Ways to manage the rising cost of living

After 6 months of the cost-of-living crisis, 53% of people struggle to meet their monthly outgoings. 7 in 10 people worldwide expect inflation will rise further. To cope with their financial struggles people are cutting back on general expenditure (27%), looking for promotions (26%), shopping in cheaper stores (22%), making shopping lists (22%) and setting and sticking to spending limits (20%). Luxuries small and large, entertainment, holidays and eating out are all being sacrificed to help people save:

Luxury items (55% will deprioritise when making savings), 
Entertainment activities (46%), 
Holidays (46%) 
Visiting restaurants coffee shops and eating out (44%).

In contrast to established economies, people in developing countries are taking more steps to reduce spending and are more likely to consider all solutions for saving money on fuel and energy including) taking public transport (+21% pts vs established countries), cycling more (+19 pts vs established countries) and walking more (+13% pts vs established countries).

Job security and mental wellbeing 

Job security is high but compared to September’s research, but feelings of job security may be slightly eroding, especially for those in their prime working years. Concerns are expressed more in countries such as the US, where insecurity has risen from 12% to 16%, as well as in Germany, where insecurity has risen from 9% to 12% and in China, rising from 15% to 22%. Globally, one in five under-25s feels vulnerable about their job. 

Brits, Germans and Europeans in general feel much more pessimistic than other parts of the world. 45% of Germans and Brits feel more pessimistic than those around them.  Despite the global ongoing crisis, people across the world try to be optimistic (73%), with more optimistic people in KSA, Nigeria and Colombia and pessimistic moods in Australia. Women experience more financial distress and a lower sense of well-being.
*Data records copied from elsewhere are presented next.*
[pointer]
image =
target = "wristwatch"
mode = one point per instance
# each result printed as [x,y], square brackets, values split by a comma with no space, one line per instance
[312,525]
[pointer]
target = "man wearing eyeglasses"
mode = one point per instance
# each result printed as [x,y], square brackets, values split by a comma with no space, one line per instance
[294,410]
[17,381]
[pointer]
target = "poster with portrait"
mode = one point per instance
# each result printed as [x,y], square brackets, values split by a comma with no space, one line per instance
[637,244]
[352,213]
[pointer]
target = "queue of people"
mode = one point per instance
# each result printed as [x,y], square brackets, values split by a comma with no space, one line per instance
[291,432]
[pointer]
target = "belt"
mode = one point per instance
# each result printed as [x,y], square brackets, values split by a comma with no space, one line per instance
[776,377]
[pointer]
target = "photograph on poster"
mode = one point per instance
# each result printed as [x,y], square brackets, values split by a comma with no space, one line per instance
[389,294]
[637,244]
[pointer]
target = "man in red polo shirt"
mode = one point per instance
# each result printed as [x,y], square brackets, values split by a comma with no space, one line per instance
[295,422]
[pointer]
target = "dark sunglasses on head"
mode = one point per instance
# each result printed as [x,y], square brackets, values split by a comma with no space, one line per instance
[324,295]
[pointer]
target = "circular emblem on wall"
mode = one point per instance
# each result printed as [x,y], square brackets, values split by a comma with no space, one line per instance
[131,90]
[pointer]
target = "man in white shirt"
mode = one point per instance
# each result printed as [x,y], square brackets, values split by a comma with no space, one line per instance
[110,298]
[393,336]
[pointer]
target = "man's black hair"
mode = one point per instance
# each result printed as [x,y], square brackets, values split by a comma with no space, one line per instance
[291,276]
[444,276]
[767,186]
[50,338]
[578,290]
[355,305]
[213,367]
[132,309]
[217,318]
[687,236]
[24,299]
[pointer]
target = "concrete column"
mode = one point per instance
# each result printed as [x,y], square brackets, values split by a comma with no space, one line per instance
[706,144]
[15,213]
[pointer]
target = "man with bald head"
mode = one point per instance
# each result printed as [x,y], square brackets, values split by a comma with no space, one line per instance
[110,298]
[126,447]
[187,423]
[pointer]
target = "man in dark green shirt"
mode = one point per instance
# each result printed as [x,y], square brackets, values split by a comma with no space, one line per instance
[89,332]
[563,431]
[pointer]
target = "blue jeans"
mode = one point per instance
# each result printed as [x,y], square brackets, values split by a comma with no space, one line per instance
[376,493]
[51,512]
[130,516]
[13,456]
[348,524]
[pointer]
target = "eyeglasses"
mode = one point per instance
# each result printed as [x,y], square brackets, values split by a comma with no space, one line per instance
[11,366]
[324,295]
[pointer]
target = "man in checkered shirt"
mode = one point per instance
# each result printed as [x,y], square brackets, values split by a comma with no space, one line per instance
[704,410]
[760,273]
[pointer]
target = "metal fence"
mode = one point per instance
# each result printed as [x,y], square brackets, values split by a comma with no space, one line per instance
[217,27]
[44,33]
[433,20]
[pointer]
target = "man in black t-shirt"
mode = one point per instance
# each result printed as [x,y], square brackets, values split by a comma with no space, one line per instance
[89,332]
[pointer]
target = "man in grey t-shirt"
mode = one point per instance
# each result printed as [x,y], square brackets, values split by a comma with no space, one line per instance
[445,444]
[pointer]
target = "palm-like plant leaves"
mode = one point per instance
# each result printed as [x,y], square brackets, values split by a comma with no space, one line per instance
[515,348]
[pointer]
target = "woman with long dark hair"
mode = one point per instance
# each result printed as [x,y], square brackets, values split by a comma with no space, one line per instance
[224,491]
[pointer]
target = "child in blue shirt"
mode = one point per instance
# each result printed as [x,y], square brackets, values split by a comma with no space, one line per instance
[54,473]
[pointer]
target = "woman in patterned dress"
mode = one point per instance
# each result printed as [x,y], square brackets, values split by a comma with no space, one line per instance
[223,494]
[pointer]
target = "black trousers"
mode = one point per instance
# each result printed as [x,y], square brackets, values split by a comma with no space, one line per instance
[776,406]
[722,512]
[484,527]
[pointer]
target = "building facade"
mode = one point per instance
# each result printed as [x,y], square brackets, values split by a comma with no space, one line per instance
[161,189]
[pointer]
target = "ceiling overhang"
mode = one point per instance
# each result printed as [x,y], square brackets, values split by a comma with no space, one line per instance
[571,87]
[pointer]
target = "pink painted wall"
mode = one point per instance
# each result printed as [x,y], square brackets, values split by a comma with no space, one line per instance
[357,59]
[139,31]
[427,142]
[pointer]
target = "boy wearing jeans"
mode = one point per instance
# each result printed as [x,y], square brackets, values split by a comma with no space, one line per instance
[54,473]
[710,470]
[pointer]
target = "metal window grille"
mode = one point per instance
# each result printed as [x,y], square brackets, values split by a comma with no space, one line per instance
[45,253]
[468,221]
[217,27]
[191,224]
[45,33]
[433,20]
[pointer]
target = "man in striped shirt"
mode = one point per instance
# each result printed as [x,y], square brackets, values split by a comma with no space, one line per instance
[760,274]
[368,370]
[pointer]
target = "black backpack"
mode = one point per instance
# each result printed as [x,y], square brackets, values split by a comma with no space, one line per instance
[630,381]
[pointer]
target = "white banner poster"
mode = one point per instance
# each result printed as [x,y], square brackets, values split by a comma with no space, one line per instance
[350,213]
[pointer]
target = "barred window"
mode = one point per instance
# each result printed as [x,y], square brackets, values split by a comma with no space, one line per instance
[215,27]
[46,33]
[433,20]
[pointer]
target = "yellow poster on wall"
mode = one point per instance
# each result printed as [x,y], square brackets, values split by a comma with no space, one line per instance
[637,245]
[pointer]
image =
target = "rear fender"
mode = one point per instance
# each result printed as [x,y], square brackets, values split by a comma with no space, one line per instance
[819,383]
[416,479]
Discussing the findings of the 4th wave of Global Issues Barometer research, Sarah King, VP of research at Kantar, observed “People expect support from businesses they deal with, so brands that use this situation as cover for opportunistic price rises may well lose shoppers or damage their reputation. Economically, people remain watchful and careful. A small minority have been living at the edge for some time with little room for manoeuvre and for them it is particularly hard, but they are not typical. For the vast majority, things are harder than they were, and almost everyone has had to make some adjustments but people are coping. They are not panicking, but they are very careful and all kinds of purchases are under scrutiny. Anything defined as luxury – whatever that means to people – will be vulnerable right now, but it may be that people are saving up their treats for end of year festivities. All these high-cost treats are relative luxuries and it is not surprising that they are top of the list if cut backs have to be made.”